Oh, to have been a Ghostbuster! They keep telling us that fewer people have played James Bond than walked on the moon but an even more select group of people were Ghostbusters. If ever there was a way to secure your place in Hollywood history it was by putting on that grey jumpsuit and a proton pack and making sure you didn’t cross the streams.
It sounds like I am being facetious but Ghostbusters is genuinely one of the greatest film comedies of all time and sadly now one of its writers and stars has passed away.
Harold Ramis will quite rightly be celebrated as the writer/director of Groundhog Day (and there are already plenty of other obituaries out there fully detailing his career) but it was the creation of Egon Spengler that was undoubtably his finest filmic moment.
There are some actors that have something so great on their CV that they will always be loved no matter what else they do. Matthew Broderick as Ferris Bueller, Cary Elwes as The Man in Black and of course Mark Hamill as Luke Skywalker are the obvious examples of this and, although two of these men have had illustrious careers since, they could never have hoped to do anything quite so good again. The same is largely true of Harold Ramis in Ghostbusters.
You could argue that Dan Ackroyd and Bill Murray managed to move out from the shadow of this film so why couldn’t he? When you think about though, they didn’t did they. Not really. It’s Ghostbusters, come on!
If Aykroyd is the heart of Ghostbusters and Murray is the wit then Ramis is the brains, the soul and the dead pan integrity. It was him even more than his co-stars that made the film different from anything else we’ve seen. Men in Black got closest but consider Tommy Lee Jones in that film and you realise that his similarly straight faced Agent K is a caricature by comparison.
Harold Ramis as Egon Spengler is a great comedy performance with a little bit of Buster Keaton, Harold Lloyd and Chaplin all mixed up in his unshakeable, unemotional, uncommunicative paranormal scientist. He certainly isn’t as showy as Aykroyd and Murray in the film but their parts only shine because they have him to play off. The greatest straight men are anything but straight and we shouldn’t ignore their brilliance because of the personalities they stand next to. Often their skill and humour is more subtle and restrained than their excitable, slap sticking, gag cracking compadres.

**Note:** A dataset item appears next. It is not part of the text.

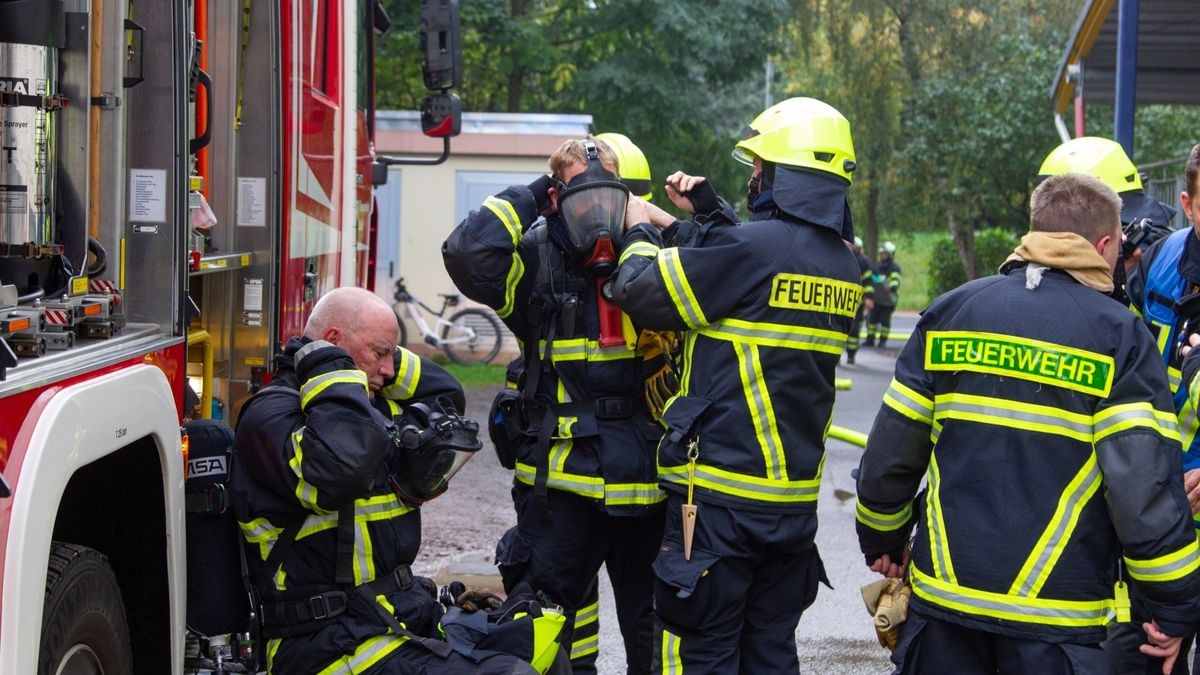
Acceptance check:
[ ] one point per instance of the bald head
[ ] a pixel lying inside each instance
(361, 323)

Remember these exchanges and tell me I’m wrong:
Dr. Egon Spengler: There’s something very important I forgot to tell you.
Dr. Peter Venkman: What?
Dr. Egon Spengler: Don’t cross the streams.
Dr. Peter Venkman: Why?
Dr. Egon Spengler: It would be bad.
Dr. Peter Venkman: I’m fuzzy on the whole good/bad thing. What do you mean, “bad”?
Dr. Egon Spengler: Try to imagine all life as you know it stopping instantaneously and every molecule in your body exploding at the speed of light.

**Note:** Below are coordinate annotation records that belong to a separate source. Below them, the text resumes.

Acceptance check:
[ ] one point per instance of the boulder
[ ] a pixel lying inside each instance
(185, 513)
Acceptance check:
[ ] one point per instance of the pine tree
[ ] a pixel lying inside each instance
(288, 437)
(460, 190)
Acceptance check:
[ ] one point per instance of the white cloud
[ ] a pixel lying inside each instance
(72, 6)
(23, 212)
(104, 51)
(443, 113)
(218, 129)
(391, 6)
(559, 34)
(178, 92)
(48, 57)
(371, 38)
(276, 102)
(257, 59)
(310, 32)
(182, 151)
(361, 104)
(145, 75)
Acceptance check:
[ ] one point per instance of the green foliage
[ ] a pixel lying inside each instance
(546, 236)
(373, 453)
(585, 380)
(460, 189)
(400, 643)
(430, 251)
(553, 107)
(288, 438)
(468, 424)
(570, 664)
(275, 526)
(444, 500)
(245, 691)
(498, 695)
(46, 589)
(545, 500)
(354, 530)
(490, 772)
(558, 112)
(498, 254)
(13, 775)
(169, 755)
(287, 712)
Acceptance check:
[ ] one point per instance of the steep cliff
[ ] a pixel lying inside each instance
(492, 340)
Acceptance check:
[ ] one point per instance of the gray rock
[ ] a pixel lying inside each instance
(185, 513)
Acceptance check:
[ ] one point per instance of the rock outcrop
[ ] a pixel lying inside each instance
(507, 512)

Janine Melnitz: You’re very handy, I can tell. I bet you like to read a lot, too.
Dr. Egon Spengler: Print is dead.
Janine Melnitz: Oh, that’s very fascinating to me. I read a lot myself. Some people think I’m too intellectual but I think it’s a fabulous way to spend your spare time. I also play raquetball. Do you have any hobbies?

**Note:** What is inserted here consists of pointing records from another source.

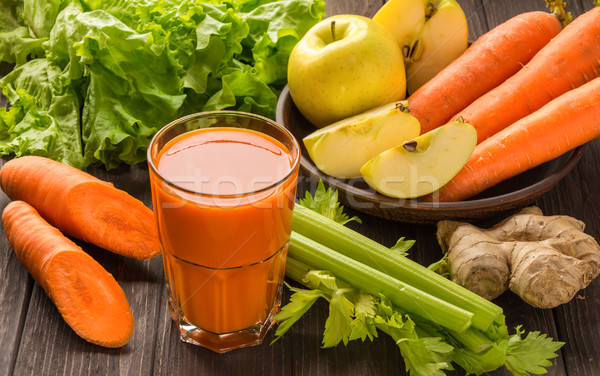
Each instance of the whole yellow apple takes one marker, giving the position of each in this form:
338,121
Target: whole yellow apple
343,66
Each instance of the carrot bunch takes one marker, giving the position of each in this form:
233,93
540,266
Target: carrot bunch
51,198
548,107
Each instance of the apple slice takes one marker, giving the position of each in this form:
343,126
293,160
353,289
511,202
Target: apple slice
340,149
422,165
444,37
431,34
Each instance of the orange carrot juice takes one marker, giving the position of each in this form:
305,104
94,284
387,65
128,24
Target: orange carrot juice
223,198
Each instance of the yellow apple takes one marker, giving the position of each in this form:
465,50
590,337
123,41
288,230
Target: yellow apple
422,165
431,34
340,149
343,66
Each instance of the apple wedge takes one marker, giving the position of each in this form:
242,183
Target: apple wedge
340,149
422,165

Dr. Egon Spengler: I collect spores, molds, and fungus.
Winston Zeddemore: Hey, wait a minute. Hey, hey, hey, hey, hey! Hold it! Now, are we actually gonna go before a federal judge, and tell him that some moldy Babylonian god is going to drop in on Central Park West, and start tearing up the city?
Dr. Egon Spengler: Sumerian, not Babylonian.
and on finally reaching the top of the stairs leading up to the devastated remains of Dana Barrett’s apartment, where he is certain to face a supernatural foe of unfathomable power and malice, he looks at the crumbling architecture and says: “Art Deco, very nice.”
Good bye Dr. Spengler, you will forever live on through that one movie, immortality guaranteed. We don’t even need to consider everything else you did.
Although on that, let’s just say that a Twinkie represents the normal amount of influence a humorist has on American cinema. Based on Ramis’ early work with National Lampoon and the Saturday Night Live crowd, it would be a Twinkie thirty-five feet long, weighing approximately six hundred pounds.